Is Military Spending the Key to the Next Silicon Valley?
from the sources-say-no dept
At the end of an interesting post about the changes in the American economy during the latter half of the 20th century, Dane Stangler has an interesting aside about the role of the military in the early development of Silicon Valley. He notes that the Silicon Valley started out as a hub for defense contractors and only later became a center for the private semiconductor industry and (still later) for the software and Internet industries. Stangler suggests that a city looking to become the next Silicon Valley might want to view military spending as a key driver for regional growth. He's right that the military was crucial to Silicon Valley's early growth, and of course it never hurts to have the military creating jobs in your city, but I'm not sure a city today could repeat Silicon Valley's route to high-tech prominence. A big reason the military was so important to Silicon Valley's early development was that a lot of the technologies pioneered there were so expensive that only the military could afford them. Silicon Valley firms were building radars, guidance systems, communications systems, and other stuff that was totally out of reach for ordinary consumers. And the Internet, of course, started its life as a military research network because each connection cost tens of thousands of dollars. But prices dropped steadily, and eventually, Silicon Valley firms created commercial spin-offs that became cheap enough that ordinary consumers could afford them, and the rest is history.

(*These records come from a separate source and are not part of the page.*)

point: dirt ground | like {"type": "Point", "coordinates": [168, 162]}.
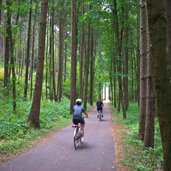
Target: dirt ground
{"type": "Point", "coordinates": [119, 148]}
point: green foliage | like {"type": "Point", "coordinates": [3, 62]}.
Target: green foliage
{"type": "Point", "coordinates": [135, 156]}
{"type": "Point", "coordinates": [15, 132]}
{"type": "Point", "coordinates": [1, 75]}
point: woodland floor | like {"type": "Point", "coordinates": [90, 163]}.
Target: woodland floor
{"type": "Point", "coordinates": [118, 145]}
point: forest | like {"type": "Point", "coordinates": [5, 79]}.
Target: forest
{"type": "Point", "coordinates": [54, 51]}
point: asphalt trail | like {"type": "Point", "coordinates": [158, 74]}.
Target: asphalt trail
{"type": "Point", "coordinates": [57, 153]}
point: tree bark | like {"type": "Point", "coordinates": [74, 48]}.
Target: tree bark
{"type": "Point", "coordinates": [35, 108]}
{"type": "Point", "coordinates": [149, 123]}
{"type": "Point", "coordinates": [143, 49]}
{"type": "Point", "coordinates": [159, 27]}
{"type": "Point", "coordinates": [60, 51]}
{"type": "Point", "coordinates": [73, 54]}
{"type": "Point", "coordinates": [28, 51]}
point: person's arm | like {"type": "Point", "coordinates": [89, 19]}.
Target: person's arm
{"type": "Point", "coordinates": [86, 114]}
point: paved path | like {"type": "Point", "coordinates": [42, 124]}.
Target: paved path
{"type": "Point", "coordinates": [57, 153]}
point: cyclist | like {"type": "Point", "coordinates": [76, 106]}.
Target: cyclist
{"type": "Point", "coordinates": [77, 115]}
{"type": "Point", "coordinates": [100, 106]}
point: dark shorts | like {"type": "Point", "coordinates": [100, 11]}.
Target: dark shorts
{"type": "Point", "coordinates": [100, 109]}
{"type": "Point", "coordinates": [77, 119]}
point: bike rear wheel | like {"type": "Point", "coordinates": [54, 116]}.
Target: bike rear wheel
{"type": "Point", "coordinates": [76, 138]}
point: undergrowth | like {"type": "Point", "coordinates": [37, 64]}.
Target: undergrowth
{"type": "Point", "coordinates": [135, 156]}
{"type": "Point", "coordinates": [15, 132]}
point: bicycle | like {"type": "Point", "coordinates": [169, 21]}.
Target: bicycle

Today, private capital markets are a lot deeper and the consumer market for high-tech products is a lot larger than it was 50 years ago. As a consequence, the military just isn't as important to the semiconductor and communications industries as it was a few decades ago. The military still spends a ton of money on high-tech toys, but private firms also spend billions of dollars on R&D, and their spending is more squarely focused on consumer and business markets. Smart technologists don't have to chase military contracts, they can raise capital and go straight for the consumer market. Of course, it's entirely possible that the military is currently incubating some other category of technology that will become an important private industry in the coming decades. But if you want your city to become an important center for the IT sector, luring military contractors to your area is probably not going to do it.